WaFd Divulges More on $2.8B Multifamily Sale

“The purchase price is reflective of the low amount of credit risk in the portfolio.”

Washington Federal Bank, or WaFd Bank, the wholly owned subsidiary of WaFd, Inc. has closed on the sale of approximately $2.8 billion of multifamily commercial real estate loans to Bank of America, which in turn is selling the loans to funds managed by Pacific Investment Management Company.

According to a regulatory filing by parent company WaFd, the 2,000 multifamily loans have a current unpaid principal balance of $3.2 billion and the sale is being facilitated in a bid by the regional lender to scale down its exposure to the commercial real estate sector.

Little else was said at the time of the regulatory filing but with the deal now closed WaFd Bank is commenting on the sale, which it says represents the largest non-FDIC assisted CRE loan sale ever to its knowledge. It also noted that the sale of the multi-family loans was executed at no loss to WaFd.

WaFd Bank President and CEO Brent Beardall noted that these are high quality loans and “we believe the purchase price is reflective of the low amount of credit risk in the portfolio. Further, this sale was executed at 92-percent of principal balance. That discount is almost entirely attributable to changes in interest rates, not the quality of these CRE loans.”

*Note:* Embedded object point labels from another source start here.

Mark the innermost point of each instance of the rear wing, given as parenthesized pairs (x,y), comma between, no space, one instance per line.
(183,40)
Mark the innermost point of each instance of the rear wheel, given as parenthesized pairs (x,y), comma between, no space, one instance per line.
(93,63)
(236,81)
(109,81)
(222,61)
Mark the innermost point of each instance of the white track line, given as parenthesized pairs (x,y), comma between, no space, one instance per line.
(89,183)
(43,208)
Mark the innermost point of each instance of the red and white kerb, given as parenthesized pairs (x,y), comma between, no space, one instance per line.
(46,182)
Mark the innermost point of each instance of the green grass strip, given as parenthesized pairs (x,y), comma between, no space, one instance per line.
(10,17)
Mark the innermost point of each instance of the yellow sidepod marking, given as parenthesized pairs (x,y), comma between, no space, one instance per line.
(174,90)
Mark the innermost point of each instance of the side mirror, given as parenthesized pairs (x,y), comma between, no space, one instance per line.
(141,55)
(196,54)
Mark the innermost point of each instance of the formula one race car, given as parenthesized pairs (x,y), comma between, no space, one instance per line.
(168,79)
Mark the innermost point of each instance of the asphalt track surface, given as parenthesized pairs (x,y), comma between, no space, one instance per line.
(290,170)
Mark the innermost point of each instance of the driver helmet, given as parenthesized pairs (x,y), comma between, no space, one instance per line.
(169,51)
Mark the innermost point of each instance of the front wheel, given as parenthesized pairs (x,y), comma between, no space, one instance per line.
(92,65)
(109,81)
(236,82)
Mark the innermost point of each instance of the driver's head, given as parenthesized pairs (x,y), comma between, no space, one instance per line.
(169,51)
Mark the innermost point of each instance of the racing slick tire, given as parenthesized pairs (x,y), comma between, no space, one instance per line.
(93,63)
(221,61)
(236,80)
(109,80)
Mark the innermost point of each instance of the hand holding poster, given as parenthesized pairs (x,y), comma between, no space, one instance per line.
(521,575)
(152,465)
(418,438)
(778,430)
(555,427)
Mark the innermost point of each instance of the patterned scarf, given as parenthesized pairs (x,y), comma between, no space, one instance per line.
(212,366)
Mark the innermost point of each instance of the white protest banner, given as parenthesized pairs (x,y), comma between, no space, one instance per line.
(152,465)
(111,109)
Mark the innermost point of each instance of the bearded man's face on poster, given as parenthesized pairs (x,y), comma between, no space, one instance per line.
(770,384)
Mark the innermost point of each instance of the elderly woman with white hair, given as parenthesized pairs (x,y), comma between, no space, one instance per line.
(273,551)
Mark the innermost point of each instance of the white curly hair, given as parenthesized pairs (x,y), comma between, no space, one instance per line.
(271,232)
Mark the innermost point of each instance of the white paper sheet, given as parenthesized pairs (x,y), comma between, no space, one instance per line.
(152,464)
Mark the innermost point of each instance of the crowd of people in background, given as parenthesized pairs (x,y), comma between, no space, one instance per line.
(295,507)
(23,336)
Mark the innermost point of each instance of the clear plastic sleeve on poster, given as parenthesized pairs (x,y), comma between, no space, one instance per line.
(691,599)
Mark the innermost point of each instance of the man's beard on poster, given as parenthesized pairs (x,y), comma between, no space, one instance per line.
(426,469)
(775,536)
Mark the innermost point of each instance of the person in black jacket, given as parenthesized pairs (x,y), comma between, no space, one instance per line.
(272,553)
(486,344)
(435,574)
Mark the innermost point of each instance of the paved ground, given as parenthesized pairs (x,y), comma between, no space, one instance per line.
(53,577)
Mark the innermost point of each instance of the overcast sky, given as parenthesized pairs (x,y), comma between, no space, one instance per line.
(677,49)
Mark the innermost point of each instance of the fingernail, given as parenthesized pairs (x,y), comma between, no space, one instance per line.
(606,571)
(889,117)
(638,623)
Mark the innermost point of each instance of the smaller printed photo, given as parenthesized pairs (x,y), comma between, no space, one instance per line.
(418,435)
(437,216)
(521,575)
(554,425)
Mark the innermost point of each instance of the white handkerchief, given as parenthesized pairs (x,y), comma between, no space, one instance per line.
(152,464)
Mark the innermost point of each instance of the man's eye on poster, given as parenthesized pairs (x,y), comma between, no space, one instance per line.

Beardall also reported that these packaged loans all came from Luther Burbank Savings in the acquisition by WaFd Bank in March of this year and that the sale of CRE loans was not a condition of the merger. “WaFd Bank has previously disclosed this loan sale gives the bank several immediate options including the option to either buy down debt, originate new loans, buyback stock or a combination of all three.”